I found that in Gilbarg and Trudinger's PDE book, Theorem 8.32 states that $$ |u|_{C^{1,\alpha}(B_1(x_0))}\leq C(n,K(x_0),\lambda_a)(|u|_{C^0(B_2(x_0))}+|f|_{C^{0}(B_2(x_0))}) $$ for some constant $C(n,K(x_0),\lambda_a)$ where $\lambda_a$ is the least eigenvalue of $a_{ij}$ and
$$\max \left\{1,|a_{ij}|_{C^{0,\alpha}(B_2(x_0))},|b_{i}-\partial_k a_{ij}|_{C^0(B_2(x_0))},|c|_{C^0(B_2(x_0))} \right\} = K(x_0). $$ Then I consider the equation, $$\dfrac{a_{ij}(x)}{K(x_0)}\partial_{ij}u(x)+\dfrac{b_i(x)}{K(x_0)}\partial_iu(x) +\dfrac{c(x)}{K(x_0)}u(x)=\dfrac{f(x)}{K(x_0)}$$ on $B_2(x_0)$. Therefore, the new $K$ in this situation should be smaller than 1.
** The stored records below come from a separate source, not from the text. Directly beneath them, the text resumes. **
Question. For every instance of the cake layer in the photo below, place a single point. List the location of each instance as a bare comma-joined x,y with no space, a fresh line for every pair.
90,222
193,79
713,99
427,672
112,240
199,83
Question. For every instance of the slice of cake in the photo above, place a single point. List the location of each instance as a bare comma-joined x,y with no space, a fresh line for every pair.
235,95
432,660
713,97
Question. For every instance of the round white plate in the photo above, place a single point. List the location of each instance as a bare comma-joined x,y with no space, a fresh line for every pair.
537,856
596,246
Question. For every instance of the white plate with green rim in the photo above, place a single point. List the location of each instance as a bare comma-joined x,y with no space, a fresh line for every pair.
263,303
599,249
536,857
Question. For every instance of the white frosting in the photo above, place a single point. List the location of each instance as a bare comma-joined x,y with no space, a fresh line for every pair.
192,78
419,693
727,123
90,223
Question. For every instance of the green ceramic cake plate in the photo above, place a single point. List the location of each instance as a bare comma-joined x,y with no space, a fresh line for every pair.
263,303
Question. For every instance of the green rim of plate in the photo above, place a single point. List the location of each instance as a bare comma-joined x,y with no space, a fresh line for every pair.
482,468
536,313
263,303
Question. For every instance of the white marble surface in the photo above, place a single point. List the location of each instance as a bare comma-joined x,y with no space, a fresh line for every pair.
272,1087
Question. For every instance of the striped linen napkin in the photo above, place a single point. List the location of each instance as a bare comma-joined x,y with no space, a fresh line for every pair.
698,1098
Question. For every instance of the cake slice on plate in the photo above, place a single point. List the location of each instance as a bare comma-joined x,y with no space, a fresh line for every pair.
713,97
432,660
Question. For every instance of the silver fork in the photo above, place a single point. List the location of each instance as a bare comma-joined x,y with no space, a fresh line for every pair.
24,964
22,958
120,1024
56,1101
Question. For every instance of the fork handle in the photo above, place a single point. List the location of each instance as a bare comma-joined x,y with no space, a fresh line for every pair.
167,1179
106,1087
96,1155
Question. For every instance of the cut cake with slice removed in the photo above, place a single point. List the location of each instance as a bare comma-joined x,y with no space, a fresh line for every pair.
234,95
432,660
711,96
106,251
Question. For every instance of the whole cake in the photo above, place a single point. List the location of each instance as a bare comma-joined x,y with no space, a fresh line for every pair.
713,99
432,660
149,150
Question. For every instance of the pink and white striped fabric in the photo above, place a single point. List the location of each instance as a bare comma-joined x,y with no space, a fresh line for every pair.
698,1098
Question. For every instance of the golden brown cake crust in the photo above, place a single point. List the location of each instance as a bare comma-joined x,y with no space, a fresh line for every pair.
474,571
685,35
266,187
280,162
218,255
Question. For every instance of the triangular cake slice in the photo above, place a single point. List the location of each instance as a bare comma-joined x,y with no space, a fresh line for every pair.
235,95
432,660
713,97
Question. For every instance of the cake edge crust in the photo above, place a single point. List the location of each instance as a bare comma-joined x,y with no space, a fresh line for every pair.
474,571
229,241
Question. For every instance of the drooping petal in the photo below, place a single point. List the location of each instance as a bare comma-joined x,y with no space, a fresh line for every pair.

My question is: using this rescaling, can I conclude that $$ |u|_{C^{1,\alpha}(B_1(x_0))}\leq C\left(|u|_{C^0(B_2(x_0))}+\left|\dfrac{f(x)}{K(x_0)}\right|_{C^{0}(B_2(x_0))}\right)$$ with $C$ only depending on $n$ and $\lambda_a$?